Michael Pollan points to nutrition science as one of the problems with our food system. It’s both a feature and limitation of science to break things down into their component parts in order to understand them. This led to the current method of fertilizing crops using petroleum based fertilizer containing the “essential” nutrients Nitrogen, Potassium and Phosphorous. Unfortunately, this way of understanding soil and what makes things grow does not take into account the function of the nutrients within the context of soil. We have come to understand food the same way and it distorts our notion of health.
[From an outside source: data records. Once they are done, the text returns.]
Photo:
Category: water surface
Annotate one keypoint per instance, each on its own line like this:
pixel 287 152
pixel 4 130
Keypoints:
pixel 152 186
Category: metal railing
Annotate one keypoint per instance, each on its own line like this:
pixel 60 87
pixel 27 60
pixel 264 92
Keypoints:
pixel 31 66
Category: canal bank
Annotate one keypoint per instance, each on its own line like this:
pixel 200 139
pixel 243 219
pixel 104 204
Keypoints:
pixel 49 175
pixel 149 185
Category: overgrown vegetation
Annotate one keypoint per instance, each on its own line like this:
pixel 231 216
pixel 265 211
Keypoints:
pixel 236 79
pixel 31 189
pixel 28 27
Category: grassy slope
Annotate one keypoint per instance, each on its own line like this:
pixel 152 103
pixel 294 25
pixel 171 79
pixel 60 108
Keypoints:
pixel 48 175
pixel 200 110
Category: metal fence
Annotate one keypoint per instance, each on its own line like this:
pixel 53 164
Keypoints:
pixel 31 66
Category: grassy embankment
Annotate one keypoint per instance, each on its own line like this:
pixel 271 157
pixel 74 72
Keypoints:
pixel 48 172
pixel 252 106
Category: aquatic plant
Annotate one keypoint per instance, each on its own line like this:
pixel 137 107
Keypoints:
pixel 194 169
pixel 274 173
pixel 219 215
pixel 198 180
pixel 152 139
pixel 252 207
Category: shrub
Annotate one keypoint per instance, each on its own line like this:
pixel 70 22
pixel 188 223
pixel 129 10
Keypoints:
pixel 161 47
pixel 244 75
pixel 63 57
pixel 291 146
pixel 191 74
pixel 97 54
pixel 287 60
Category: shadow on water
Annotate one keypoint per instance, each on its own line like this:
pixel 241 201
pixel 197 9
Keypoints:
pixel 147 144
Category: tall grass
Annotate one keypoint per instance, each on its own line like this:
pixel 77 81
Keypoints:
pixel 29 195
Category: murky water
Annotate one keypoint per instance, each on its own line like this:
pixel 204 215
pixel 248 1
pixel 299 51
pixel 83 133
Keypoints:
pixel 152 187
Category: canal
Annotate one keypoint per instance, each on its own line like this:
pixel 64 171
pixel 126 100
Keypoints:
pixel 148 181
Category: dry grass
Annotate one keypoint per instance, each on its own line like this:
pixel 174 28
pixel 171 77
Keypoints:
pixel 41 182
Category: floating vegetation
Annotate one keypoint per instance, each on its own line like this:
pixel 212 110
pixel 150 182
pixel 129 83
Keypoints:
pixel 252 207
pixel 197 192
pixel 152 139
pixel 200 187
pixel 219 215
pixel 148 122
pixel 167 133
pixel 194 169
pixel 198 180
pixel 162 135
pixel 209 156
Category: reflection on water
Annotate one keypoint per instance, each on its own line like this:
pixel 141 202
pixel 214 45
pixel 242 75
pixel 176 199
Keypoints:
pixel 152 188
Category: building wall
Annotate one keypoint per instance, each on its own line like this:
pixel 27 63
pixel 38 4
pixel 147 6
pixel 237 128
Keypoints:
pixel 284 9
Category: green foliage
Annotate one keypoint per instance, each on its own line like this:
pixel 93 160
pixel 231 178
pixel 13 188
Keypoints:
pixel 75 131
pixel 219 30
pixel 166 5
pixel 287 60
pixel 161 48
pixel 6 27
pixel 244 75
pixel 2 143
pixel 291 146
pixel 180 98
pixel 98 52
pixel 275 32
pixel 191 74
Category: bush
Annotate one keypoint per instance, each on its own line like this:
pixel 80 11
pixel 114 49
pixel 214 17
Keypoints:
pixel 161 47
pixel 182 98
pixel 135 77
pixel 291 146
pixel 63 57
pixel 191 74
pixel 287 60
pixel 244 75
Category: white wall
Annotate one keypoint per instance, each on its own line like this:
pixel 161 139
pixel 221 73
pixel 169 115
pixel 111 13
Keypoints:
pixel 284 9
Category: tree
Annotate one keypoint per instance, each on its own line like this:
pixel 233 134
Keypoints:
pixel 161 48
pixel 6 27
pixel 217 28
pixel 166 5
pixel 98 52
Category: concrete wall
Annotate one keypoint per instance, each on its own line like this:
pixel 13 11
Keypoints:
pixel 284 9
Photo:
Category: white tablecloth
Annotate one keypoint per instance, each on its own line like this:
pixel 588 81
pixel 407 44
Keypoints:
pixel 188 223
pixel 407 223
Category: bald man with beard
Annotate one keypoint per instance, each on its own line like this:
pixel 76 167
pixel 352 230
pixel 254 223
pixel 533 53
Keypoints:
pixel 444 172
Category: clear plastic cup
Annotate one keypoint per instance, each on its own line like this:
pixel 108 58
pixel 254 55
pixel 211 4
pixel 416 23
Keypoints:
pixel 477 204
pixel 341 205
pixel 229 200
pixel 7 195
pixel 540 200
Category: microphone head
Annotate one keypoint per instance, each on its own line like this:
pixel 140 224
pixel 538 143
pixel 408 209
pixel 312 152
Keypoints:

Eat. Drink. Better. has a helpful post explaining Why Nutrients Should Not Stand Alone which includes a quote from Marion Nestle on why it’s better to consume nutrients as part of whole foods:
(1) you get the full variety of nutrients—vitamins, minerals, antioxidants, etc–in that food, not just the one nutrient in the supplement; (2) the amounts of the various nutrients are balanced so they don’t interfere with each other’s digestion, absorption, or metabolism; and (3) there is no possibility of harm from taking nutrients from foods (OK. Polar bear liver is an exception; its level of vitamin A is toxic). In contrast, high doses of single nutrients not only fail to improve health but also can make things worse, as has been shown in some clinical trials of the effects of beta-carotene, vitamin E, and folic acid, for example, on heart disease or cancer. And foods taste a whole lot better, of course.
I walked into one of those Vitamin chain stores not too long ago and was floored by how many different bottles of pills they sell. Science Fiction often portrayed the food of the future as a pill we would take for each meal. It seems they weren’t so far off after all.